EUROPE - Swiss asset manager Lombard Odier is in talks with pension funds across Europe to launch a new fundamentally weighted, developed sovereign debt fund, having already secured CHF1bn (€810m) from a local pension scheme.

The new vehicle aims to invest in government bonds issued by developed or emerging countries that offer good government and private debt to GDP ratios, as well as good prospects in terms of economic growth.

Stéphane Monier, chief investment officer of fixed income at Lombard Odier, told IPE: "As opposed to fundamentally weighted indexes, a capitalisation-weighted approach does not serve investors' interests.

"All bond indices that are currently used under such a strategy calculate weightings based on the volume of debt alone.

"As a result, they oblige investors to lend an amount of capital proportional to the amount of debt the country issuing the bond is facing, which means investors will have to lend to issuers who have the highest level of debt."

Monier argued that, in the case of Greece, the country had a debt ratio of 2.7% when the euro was launched in 1999.

In June 2010, when Greece was pushed out of the indices due to its credit downgrade, the country's debt ratio had already jumped to 5.5%.

The fund will therefore focus on investments in Scandinavia, Switzerland and some emerging countries.

In terms of return on investment, Monier expects the fundamental benchmark to outperform the market cap approach by 3% a year on a unhedged basis and by 70 basis points on a hedged basis.

He added: "The interest of such a strategy is to be found in the performance provided and most especially in the risk-adjusted performance.

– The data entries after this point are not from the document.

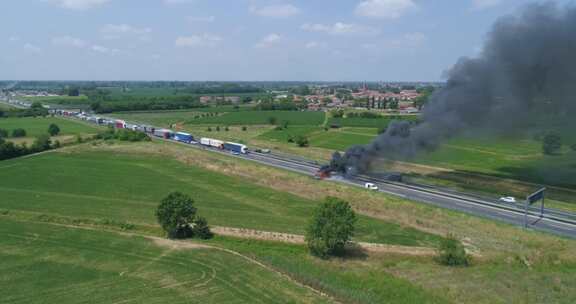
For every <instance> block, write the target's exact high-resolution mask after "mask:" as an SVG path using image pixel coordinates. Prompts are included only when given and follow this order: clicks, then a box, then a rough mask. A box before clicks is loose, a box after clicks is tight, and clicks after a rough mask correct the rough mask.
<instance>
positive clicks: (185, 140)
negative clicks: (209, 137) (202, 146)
mask: <svg viewBox="0 0 576 304" xmlns="http://www.w3.org/2000/svg"><path fill="white" fill-rule="evenodd" d="M174 139H175V140H177V141H179V142H184V143H187V144H189V143H191V142H192V141H194V136H192V135H191V134H188V133H184V132H176V134H174Z"/></svg>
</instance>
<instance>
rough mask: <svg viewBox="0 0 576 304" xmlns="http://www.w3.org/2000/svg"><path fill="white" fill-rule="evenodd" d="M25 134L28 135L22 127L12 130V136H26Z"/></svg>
mask: <svg viewBox="0 0 576 304" xmlns="http://www.w3.org/2000/svg"><path fill="white" fill-rule="evenodd" d="M25 136H26V130H24V129H22V128H18V129H14V130H12V137H25Z"/></svg>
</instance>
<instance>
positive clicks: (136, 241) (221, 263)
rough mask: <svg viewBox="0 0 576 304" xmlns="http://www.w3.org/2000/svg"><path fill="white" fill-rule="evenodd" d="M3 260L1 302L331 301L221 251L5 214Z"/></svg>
mask: <svg viewBox="0 0 576 304" xmlns="http://www.w3.org/2000/svg"><path fill="white" fill-rule="evenodd" d="M167 243H169V241H168V242H167ZM190 245H192V244H190ZM0 260H2V263H1V264H0V272H1V273H2V275H0V285H1V286H2V303H119V302H134V303H253V301H254V300H255V299H257V301H258V302H261V303H295V302H304V303H326V302H327V301H326V299H325V298H323V297H321V296H319V295H317V294H315V293H313V292H312V291H310V290H308V289H306V288H304V287H300V286H298V285H296V284H294V283H293V282H291V281H289V280H288V279H286V278H284V277H282V276H280V275H279V274H277V273H274V272H272V271H270V270H268V269H266V268H263V267H261V266H258V265H256V264H254V263H251V262H250V261H248V260H246V259H244V258H242V257H240V256H238V255H234V254H231V253H228V252H225V251H222V250H217V249H210V248H194V247H193V246H189V247H183V248H178V247H170V246H166V245H164V246H163V244H162V243H158V242H154V241H153V240H150V239H147V238H144V237H138V236H126V235H119V234H117V233H113V232H103V231H94V230H81V229H74V228H67V227H58V226H54V225H49V224H42V223H29V222H17V221H12V220H10V219H5V218H3V219H2V220H1V221H0Z"/></svg>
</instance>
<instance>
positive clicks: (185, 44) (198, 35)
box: [175, 33, 223, 47]
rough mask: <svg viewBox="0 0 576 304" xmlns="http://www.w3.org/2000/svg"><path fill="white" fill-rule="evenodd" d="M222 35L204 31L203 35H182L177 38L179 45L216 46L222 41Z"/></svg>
mask: <svg viewBox="0 0 576 304" xmlns="http://www.w3.org/2000/svg"><path fill="white" fill-rule="evenodd" d="M222 40H223V39H222V37H220V36H216V35H212V34H208V33H204V34H202V35H192V36H180V37H178V38H176V42H175V44H176V46H177V47H215V46H216V45H218V44H219V43H220V42H221V41H222Z"/></svg>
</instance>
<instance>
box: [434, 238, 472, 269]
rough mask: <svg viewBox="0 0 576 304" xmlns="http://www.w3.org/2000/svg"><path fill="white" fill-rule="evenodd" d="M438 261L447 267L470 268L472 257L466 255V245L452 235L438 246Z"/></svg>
mask: <svg viewBox="0 0 576 304" xmlns="http://www.w3.org/2000/svg"><path fill="white" fill-rule="evenodd" d="M437 251H438V255H437V257H436V259H437V261H438V262H439V263H440V264H442V265H446V266H469V265H470V264H471V262H472V257H471V256H470V255H468V254H467V253H466V249H465V248H464V245H462V243H461V242H460V241H459V240H458V239H457V238H456V237H455V236H454V235H452V234H448V235H447V236H446V237H445V238H444V239H443V240H442V241H440V244H439V246H438V249H437Z"/></svg>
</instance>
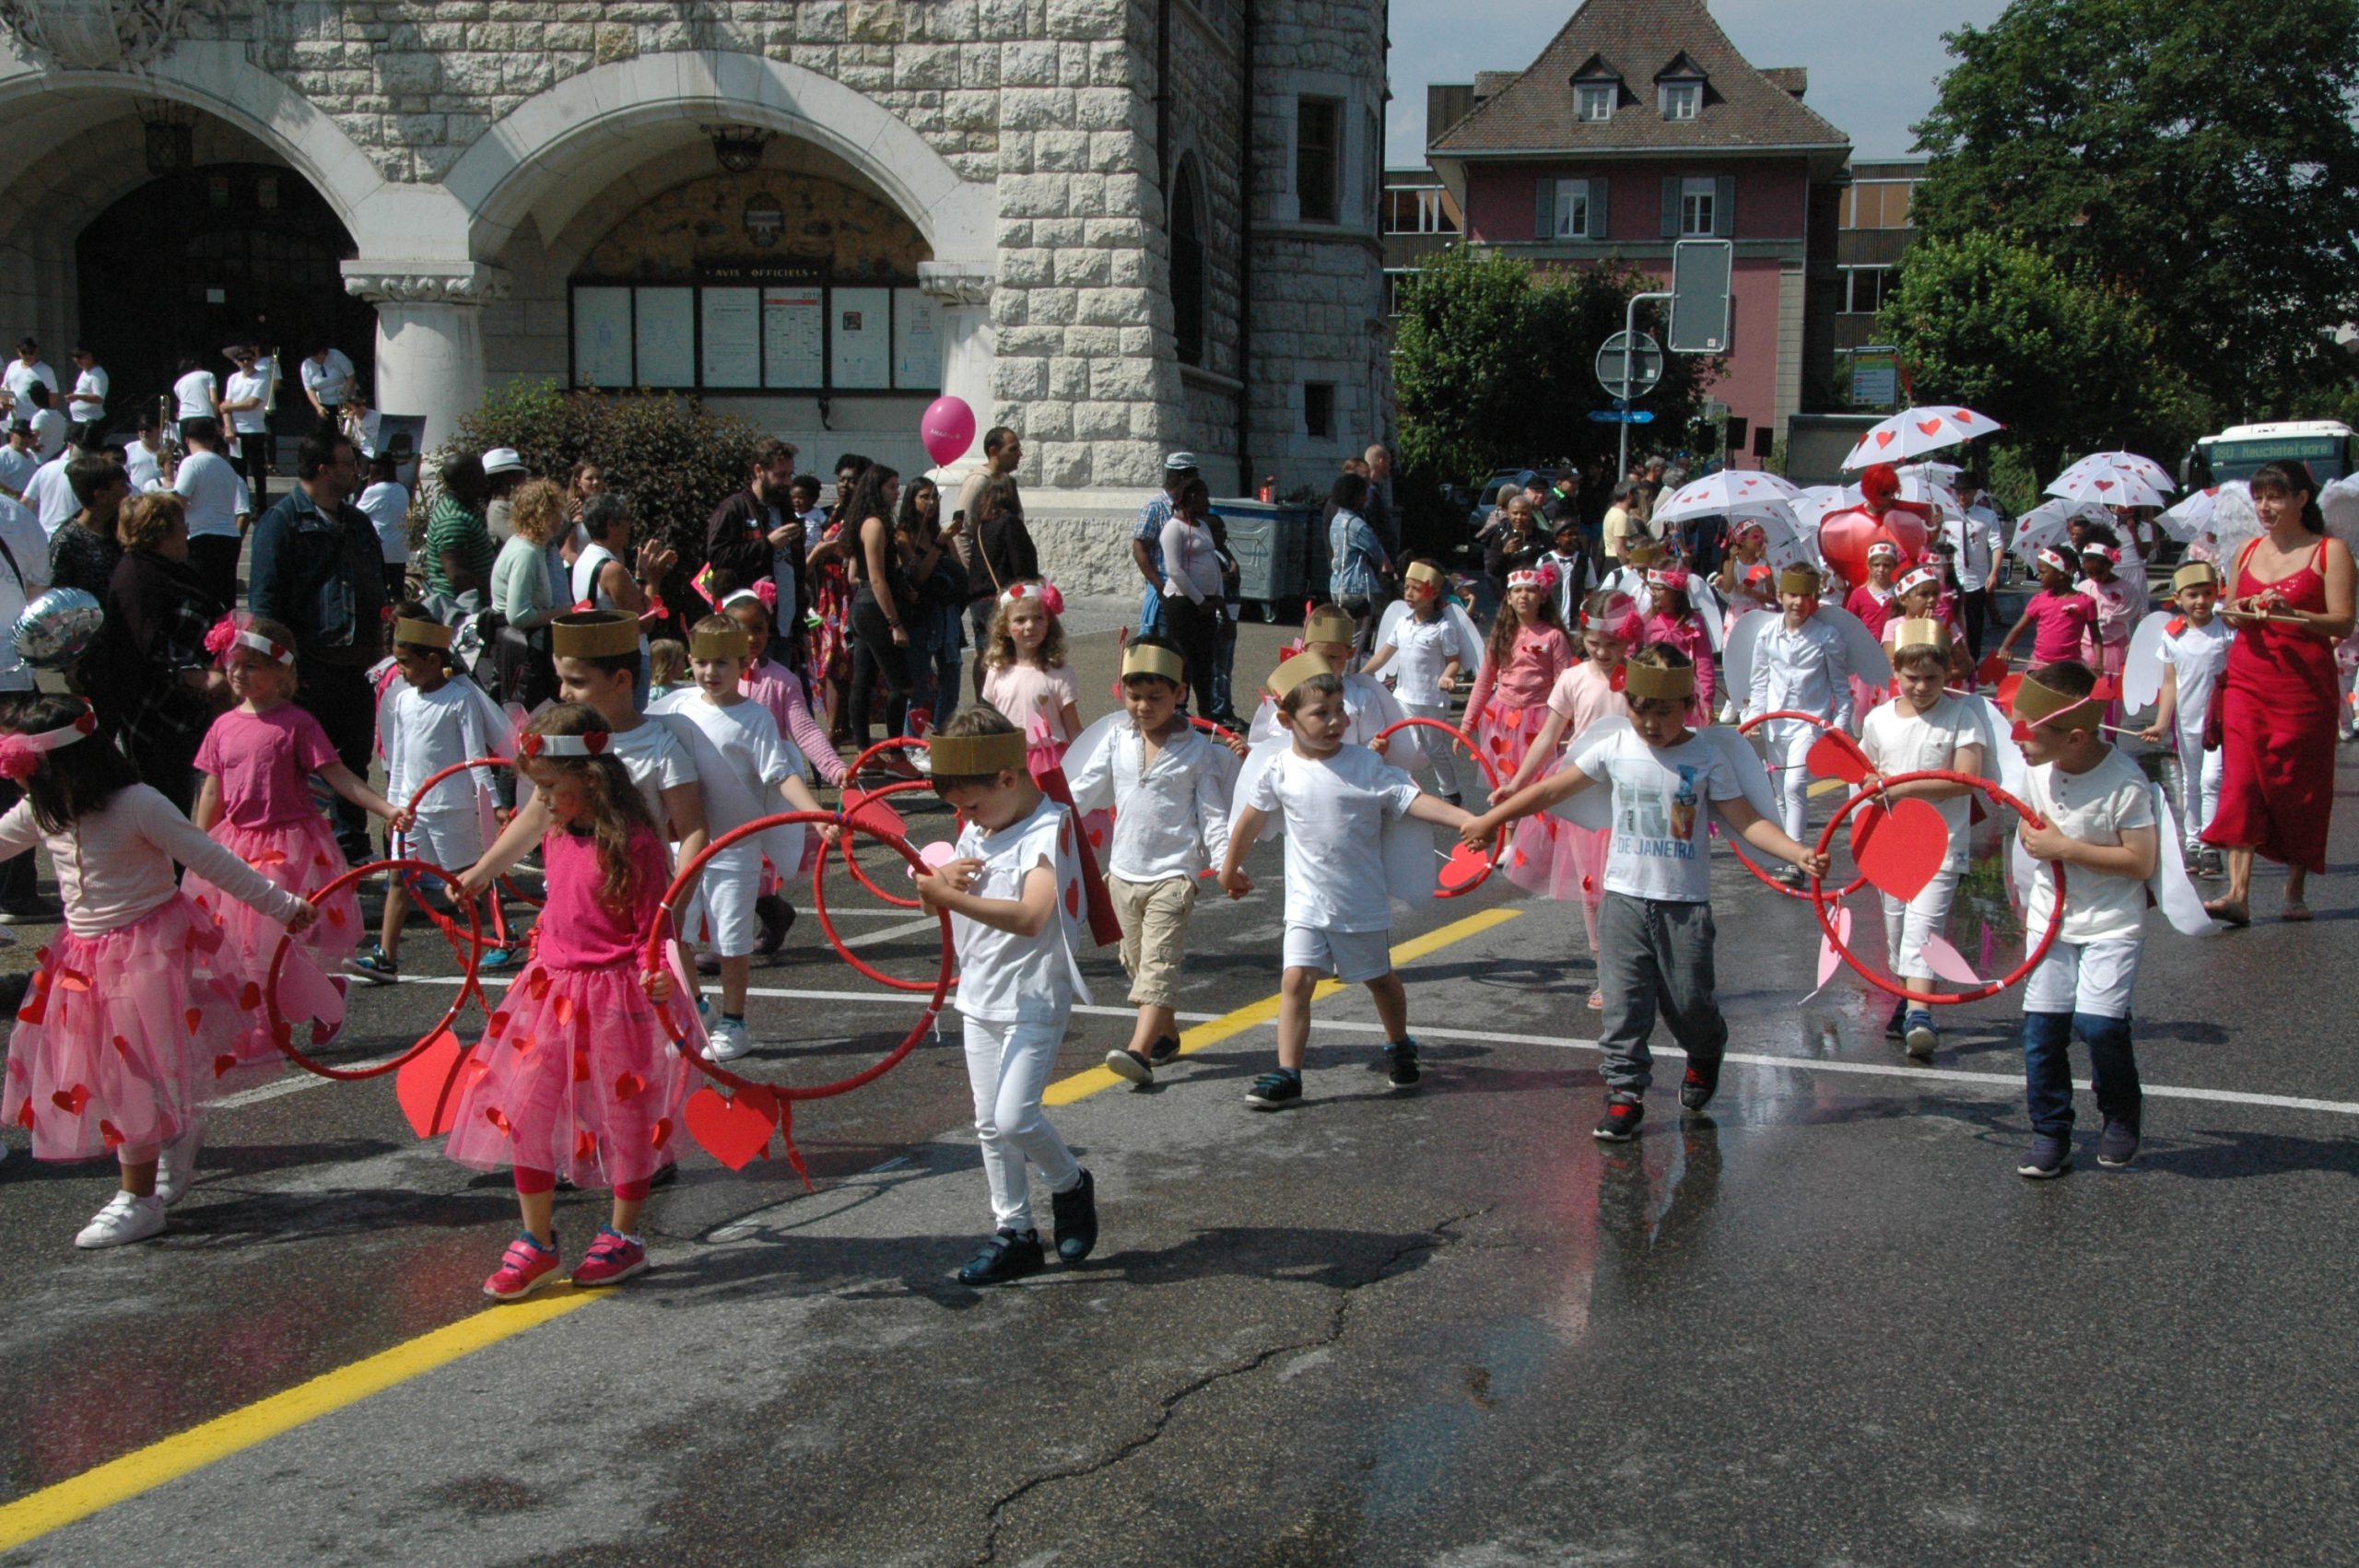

"Fundamentally weighted strategies usually provide a good protection on the down side."

Lombard Odier, which secured CHF1bn from a Swiss pension fund, is now in talks with several other schemes in Switzerland, Benelux, France, Italy and Scandinavia to expand the vehicle. 

The fundamentally weighted developed sovereign debt fund is expected to be launched on 1 December this year.

In June, the €6.3bn German pension fund Bayer-Pensionskasse announced it was currently considering the creation of an alternatively weighted equity portfolio such as fundamentally weighted or minimum variance indices.

However, the pension fund's chief financial officer, Stefan Nellshen, stressed that these solutions mitigated, rather than eradicated, the risk of extreme losses and did not preclude the need for downside risk overlays.